Every year, feminists, politicians and media observe Equal Pay Day – the date dedicated to reminding women that they earn less than their male counterparts. The problem is, there really isn’t a problem after all! According to the latest U.S. Department of Labor study, women earn 77 cents for every dollar that a man earns. It turns out that those alarming statistics don’t tell the whole story, which is buried deep in the report.
Women make less, not because of institutional discrimination, but by choice. Women generally choose different, lower-paying, occupations. Where men choose work in physically demanding, construction and transportation fields, women choose administrative work. Where professional women choose to work in education and health care fields, men choose higher paying computer and engineering careers. Women are also more likely to work part time and interrupt their career to have a family.
In a recent survey of Harvard Business School alumni, 37% of female MBA graduates say they plan to take time from their careers to have a family compared to 17% of female graduates two generations ago. When you factor in these choices that women make regarding home and work, there is only a 7% wage gap, which may exist for many reasons short of discrimination.
For instance, men tend to work more hours per day as well as weekends and holidays, and women are more likely to take time off to care for children and family members. Feminists claim that these are unfair burdens placed upon women, but 94% of those who have reduced their hours or taken a significant amount of time off from work for family are glad they did so. Women’s willingness to forgo career and income, for some period of time, for home and family, suggests an innate difference between men and women.

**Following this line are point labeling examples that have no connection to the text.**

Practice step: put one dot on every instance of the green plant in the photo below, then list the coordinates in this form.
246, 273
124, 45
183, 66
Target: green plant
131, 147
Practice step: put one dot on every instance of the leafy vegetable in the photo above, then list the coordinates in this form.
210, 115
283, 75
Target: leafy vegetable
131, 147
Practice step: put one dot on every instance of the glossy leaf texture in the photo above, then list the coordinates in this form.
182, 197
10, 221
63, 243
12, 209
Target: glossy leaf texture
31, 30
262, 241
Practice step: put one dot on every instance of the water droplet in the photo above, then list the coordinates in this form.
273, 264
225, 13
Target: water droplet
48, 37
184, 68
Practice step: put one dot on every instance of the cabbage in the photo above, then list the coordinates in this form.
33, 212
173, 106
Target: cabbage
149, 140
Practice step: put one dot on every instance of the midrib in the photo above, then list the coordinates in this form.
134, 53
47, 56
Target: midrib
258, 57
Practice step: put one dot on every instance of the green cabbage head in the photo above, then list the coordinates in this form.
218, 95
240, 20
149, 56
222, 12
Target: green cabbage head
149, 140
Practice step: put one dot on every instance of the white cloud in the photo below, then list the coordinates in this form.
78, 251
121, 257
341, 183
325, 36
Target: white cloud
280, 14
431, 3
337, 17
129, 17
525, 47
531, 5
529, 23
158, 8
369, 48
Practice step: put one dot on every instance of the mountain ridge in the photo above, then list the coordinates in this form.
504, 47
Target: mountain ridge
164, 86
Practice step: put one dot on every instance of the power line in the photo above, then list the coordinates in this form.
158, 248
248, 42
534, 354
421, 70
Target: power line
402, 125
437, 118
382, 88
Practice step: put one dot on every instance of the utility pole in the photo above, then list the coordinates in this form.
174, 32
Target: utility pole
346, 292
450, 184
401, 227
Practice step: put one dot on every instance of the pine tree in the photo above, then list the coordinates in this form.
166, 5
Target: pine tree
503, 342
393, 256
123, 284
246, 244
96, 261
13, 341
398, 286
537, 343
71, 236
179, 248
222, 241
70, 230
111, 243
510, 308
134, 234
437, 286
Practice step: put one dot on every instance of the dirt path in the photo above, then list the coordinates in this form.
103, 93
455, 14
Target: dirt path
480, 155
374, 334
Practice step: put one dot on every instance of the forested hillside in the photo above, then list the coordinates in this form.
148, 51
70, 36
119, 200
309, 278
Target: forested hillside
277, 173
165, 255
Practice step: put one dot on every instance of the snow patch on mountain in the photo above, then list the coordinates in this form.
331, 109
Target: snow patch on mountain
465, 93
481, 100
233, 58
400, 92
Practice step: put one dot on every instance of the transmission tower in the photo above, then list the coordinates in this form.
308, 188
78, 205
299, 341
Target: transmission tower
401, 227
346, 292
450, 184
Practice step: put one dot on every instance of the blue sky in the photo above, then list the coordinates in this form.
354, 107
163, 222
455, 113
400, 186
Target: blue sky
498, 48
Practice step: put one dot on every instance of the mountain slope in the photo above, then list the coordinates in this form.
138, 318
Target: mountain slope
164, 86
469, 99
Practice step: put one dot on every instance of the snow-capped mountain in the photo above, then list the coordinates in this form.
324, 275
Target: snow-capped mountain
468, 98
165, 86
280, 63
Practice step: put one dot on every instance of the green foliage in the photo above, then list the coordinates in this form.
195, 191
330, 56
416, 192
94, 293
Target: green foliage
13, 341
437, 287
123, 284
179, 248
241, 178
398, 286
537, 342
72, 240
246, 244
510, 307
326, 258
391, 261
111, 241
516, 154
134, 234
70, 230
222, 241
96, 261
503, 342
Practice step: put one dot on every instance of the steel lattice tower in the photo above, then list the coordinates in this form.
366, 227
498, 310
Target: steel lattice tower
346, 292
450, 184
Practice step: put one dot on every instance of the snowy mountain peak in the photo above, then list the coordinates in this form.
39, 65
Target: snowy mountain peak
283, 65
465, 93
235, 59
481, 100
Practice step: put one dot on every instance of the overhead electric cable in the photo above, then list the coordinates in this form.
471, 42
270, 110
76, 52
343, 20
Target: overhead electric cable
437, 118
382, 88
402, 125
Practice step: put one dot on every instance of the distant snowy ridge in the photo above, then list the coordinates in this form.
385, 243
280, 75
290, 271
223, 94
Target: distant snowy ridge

The vaunted “Nordic Model”
Feminist theory, however, describes gender as a social construct – and men and women can only be equal when they are the same, so despite women’s success in the workplace and the fact that women often prefer and choose caring for children and family over paid work, we hear an incessant drumbeat that these life-choices are a burden that hold women back and harm the well-being of society. The highly vaunted Nordic model is the gold standard at the United Nations: free education, free healthcare, generous, guaranteed pensions, individual tax systems instead of a household tax to encourage workforce participation by mothers and, in theory, boost economic growth.
For instance, in Norway, workforce participation by mothers is encouraged and subsidized with government-funded programs like daycare. Initially, GDP does improve, but the growth is far from robust. Since 2008 Norway per capita GDP has been an anemic 0.56% compared to a U.S. GDP of 16% over the same period and the forecast for 2017 is projected to be 0.55%. Once female work-force participation levels out, which it will due to below replacement fertility rates, GDP will shrink. Female labor-force participation does not produce long-term economic gains.
How does all this impact me?
UN conference documents like those generated at the Commission on the Status of Women, although not binding upon participating nations, are nevertheless an important influence in shaping international law. Administrations often implement goals found in UN declarations through executive action. Judges in U.S. courts also have relied on international documents in their deliberations. (Thompson vs. Oklahoma) This process of implementing non-ratified international law is called soft-law. It ensures the implementation of policy without regard for legislative authority.
When it comes to ideology, facts that don’t square with worldviews mean little to social engineers in general, and the United Nations, in particular. The UN’s lofty goal of absolute, 50-50 equality between men and women in education, the workplace and government does not square with the life-choices of most women.
There is much that is good in the goal of gender equality, such as educational opportunity and broader career and life-choices. But the means used to make those goals reality, which trickle down to all of us through soft law, ignore the real differences between men and women; differences that should be embraced, not denigrated. They ignore the real desires of women to care for home and family, and most of all, they harm children and their families. And that’s something we should all be concerned about.